Bigger reasons to consider women’s colleges for our daughters
By Jennifer Zobair
They approach me at parties and holiday celebrations: Muslim parents with college-bound daughters. “I hear you went to Smith,” they say, referencing my graduation from one of the Seven Sisters colleges, some of the nation’s oldest and most prestigious women’s schools. “I’d like my daughter to go there, too,” they tell me.
I nod enthusiastically. Yes! my bobbing head says. Your daughter should definitely go to Smith!
I launch into a discussion of things I adore about Smith: the way it attracts smart, ambitious women and treats its students like adults, including the administration of final exams which are self-scheduled and unproctored. I gush about Friday tea, a throwback to a time when the Seven Sisters were more like finishing schools, where professors come and speak to students like equals. I extol Smith’s unique housing system, recalling how my housemates and I ranted about the “math class is tough” Barbie in our pajamas over homemade pancakes and piled onto couches in our living room to watch Anita Hill speak truth to power in the televised Clarence Thomas Supreme Court confirmation hearings.
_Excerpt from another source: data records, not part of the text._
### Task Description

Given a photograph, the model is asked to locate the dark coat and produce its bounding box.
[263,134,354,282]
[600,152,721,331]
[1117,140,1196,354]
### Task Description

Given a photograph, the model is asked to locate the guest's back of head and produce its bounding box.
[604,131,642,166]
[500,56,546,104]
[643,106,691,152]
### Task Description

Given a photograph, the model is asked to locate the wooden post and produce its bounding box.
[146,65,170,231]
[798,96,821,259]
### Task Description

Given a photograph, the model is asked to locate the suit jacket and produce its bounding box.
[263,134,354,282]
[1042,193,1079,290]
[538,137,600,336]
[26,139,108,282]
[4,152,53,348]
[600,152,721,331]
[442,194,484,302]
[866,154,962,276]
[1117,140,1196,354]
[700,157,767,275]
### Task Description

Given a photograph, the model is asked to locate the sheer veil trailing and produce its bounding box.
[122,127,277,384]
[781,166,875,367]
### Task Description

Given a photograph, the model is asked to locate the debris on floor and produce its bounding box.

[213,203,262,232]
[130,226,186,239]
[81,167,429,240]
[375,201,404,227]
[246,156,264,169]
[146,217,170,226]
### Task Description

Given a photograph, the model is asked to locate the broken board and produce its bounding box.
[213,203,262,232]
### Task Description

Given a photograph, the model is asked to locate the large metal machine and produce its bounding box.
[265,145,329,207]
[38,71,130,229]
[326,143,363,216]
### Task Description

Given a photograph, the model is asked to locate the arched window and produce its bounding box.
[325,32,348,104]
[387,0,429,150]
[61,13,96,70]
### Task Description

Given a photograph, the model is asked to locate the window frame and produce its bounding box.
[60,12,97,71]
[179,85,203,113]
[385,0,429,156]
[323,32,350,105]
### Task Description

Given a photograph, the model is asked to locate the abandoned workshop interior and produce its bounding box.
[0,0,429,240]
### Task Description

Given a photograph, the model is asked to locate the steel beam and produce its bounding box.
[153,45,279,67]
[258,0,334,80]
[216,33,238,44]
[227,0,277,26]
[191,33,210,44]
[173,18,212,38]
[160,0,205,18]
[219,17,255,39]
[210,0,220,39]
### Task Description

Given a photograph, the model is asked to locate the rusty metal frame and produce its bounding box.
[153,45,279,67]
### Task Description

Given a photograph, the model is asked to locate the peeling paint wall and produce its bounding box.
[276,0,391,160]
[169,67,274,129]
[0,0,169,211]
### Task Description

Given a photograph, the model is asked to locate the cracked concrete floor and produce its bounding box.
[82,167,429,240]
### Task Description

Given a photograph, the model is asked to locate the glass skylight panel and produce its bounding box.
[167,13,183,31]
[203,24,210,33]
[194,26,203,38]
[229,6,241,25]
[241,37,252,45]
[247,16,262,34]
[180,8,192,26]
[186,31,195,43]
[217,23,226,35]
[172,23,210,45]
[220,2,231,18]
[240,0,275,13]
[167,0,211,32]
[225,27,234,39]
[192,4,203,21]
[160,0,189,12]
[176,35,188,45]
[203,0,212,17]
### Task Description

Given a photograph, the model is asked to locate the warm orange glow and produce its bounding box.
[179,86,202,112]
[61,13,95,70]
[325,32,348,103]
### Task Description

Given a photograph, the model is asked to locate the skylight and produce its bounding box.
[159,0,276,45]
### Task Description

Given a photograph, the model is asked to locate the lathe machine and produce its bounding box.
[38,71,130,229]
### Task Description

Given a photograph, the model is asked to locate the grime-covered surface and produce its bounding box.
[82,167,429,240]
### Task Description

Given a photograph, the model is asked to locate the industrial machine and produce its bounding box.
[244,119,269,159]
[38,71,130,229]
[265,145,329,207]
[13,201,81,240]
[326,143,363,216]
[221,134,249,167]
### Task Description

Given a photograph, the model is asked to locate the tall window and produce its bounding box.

Occasionally as I talk, I notice some of the parents’ eyes glaze over. They frown slightly. They look impatient for me to finish.
“But it is all girls, right?” they interject. And as they speak, it becomes clear: In those parents’ minds, the value of a Smith education is reduced to the expectation there will be no “mixing.”
It’s true, of course, that women’s colleges are single-sex, and it’s true that this can be a very good thing for women who have historically, as a group, been marginalized. We have been and still are forced to navigate rape culture, unequal pay, sexual harassment, and mostly male politicians making decisions about our bodies. Muslim women have the added pressure of enduring religious bigotry and the ubiquitous assumption that we are oppressed.
There is value in attending an institution dedicated to the empowerment of women. There is value in living in an environment where every leadership role will be filled by a woman and every classroom discussion will be dominated by women. But Smith is not some utopian, permanent retreat from the world. It is clear that our time at Smith is, in large part, to prepare us to enter a male-dominated world and succeed. Women graduate from Smith prepared to leave their mark on that world, not to retreat from it.
It’s also important to note that men are not entirely absent from Smith. Smith, like many women’s colleges, is part of a consortium. Male students from Amherst, the University of Massachusetts, and Hampshire colleges can take classes at Smith, and Smith students can take classes at those colleges. There are social events on campus that are well-attended by men. There is a graduate school that admits men. And of course there are male professors.
At the risk of further disillusioning some parents, not only will your daughter not be automatically protected from mixing with men at Smith, but she will not be protected from mixing with people whose background, values, religion (or lack thereof), politics, or sexual orientation might be quite different than her own. And as hard as it might be for some parents to imagine, this is a very good thing.
For our daughters to be strong and confident and comfortable in their own skin they need to question their own assumptions. They need to learn what they will tolerate and what they will fight against with all they’ve got. They need to discover where their center is and how to hold it.
Smith is perhaps uniquely poised to impart these lessons with its commitment to diversity, and the confidence and caliber of its students. At Smith, your daughter will be challenged. She will have to find her voice. She will have to own her beliefs. She will either hold them closer by graduation, or discard them for ones that constitute a better fit. She will do this in the company of some of the most amazing women she will ever meet.
In short, she will become the person she was meant to be.
In the kind of coincidence I have come to believe is not really so coincidental, as I write this column my own daughter, now fourteen, brings me the mail. It includes a fundraising letter from Smith, penned by a current international student who has a Muslim-sounding name and happens to be from Pakistan. She speaks of the ways Smith has made her more confident, of how it led to opportunities for an internship at a large investment bank and a year abroad at the London School of Economics. She invokes the gorgeous Sylvia Path quote about Smith being a place where “the world is splitting open at my feet like a ripe, juicy watermelon.”
She says Smith changed her life.
It changed mine, too. At my graduation, then-president Mary Maples Dunn addressed a sea of hopeful faces, ready and eager to conquer the world. She finished by saying she hoped we’d take part of Smith with us as we went out into that world. I cried as she said it, thinking of all the ways Smith had already shaped me, and of all the yet-unknowable ways it would in the future.
As I pull out my checkbook, I think about the parents who want their daughters to go to Smith only because they see it as a bulwark against mixing. I want to tell them how much bigger Smith is than this. I want to tell them they should send their daughters to Smith, but not to protect them.
They should send their daughters to Smith so they learn to protect themselves, so they take part of Smith with them after graduation, too, so the world splits before them and they learn to soar.